While Peter Costello waits on the results of his international tax beauty contest, Andrew Ball in the FT (via The Australian) notes a recent paper by Eijffinger and Geraats, which:

found that the Reserve Bank of New Zealand, the Swedish Riksbank and the Bank of England were the most transparent central banks. Next came the Bank of Canada, the European Central Bank and the Fed. Bringing up the rear were the Reserve Bank of Australia, the Bank of Japan and the Swiss National Bank.

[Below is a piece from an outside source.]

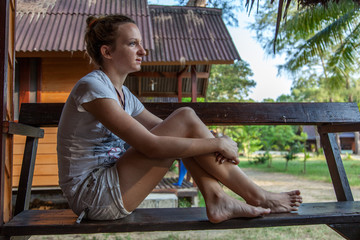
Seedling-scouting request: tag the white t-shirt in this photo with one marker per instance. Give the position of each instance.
(83, 143)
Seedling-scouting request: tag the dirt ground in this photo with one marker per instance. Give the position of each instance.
(311, 191)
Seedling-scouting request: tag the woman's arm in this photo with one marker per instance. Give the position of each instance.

The paper notes the RBA’s many shortcomings:

Although the Reserve Bank of Australia has adopted inflation targeting, it gets one of the lowest transparency scores (8, increasing to 9 in 2002) in our sample. Although the RBA gets the maximum score on political transparency, its openness on other aspects is much less. Economic transparency falls short because it does not publish quarterly data on capacity utilization and only provides rough short term forecasts for inflation (quarterly) and output (semiannually) without numerical details about the medium term. In addition, there was no explicit policy model until October 2001.  Procedural transparency is low as the RBA does not release minutes and voting records. There is also scope for greater policy transparency because of the lack of an explicit policy inclination and a prompt explanation of each policy decision. Regarding operational transparency, the RBA provides neither a discussion of past forecast errors, nor an evaluation of the policy outcome.  The Reserve Bank of Australia shows that inflation targeting by no means guarantees transparency in all respects.

The RBA’s published policy model (updated late last year) still carries the formal disclaimer that it does not represent the views of the RBA, so it is questionable whether it qualifies as an explicit policy model.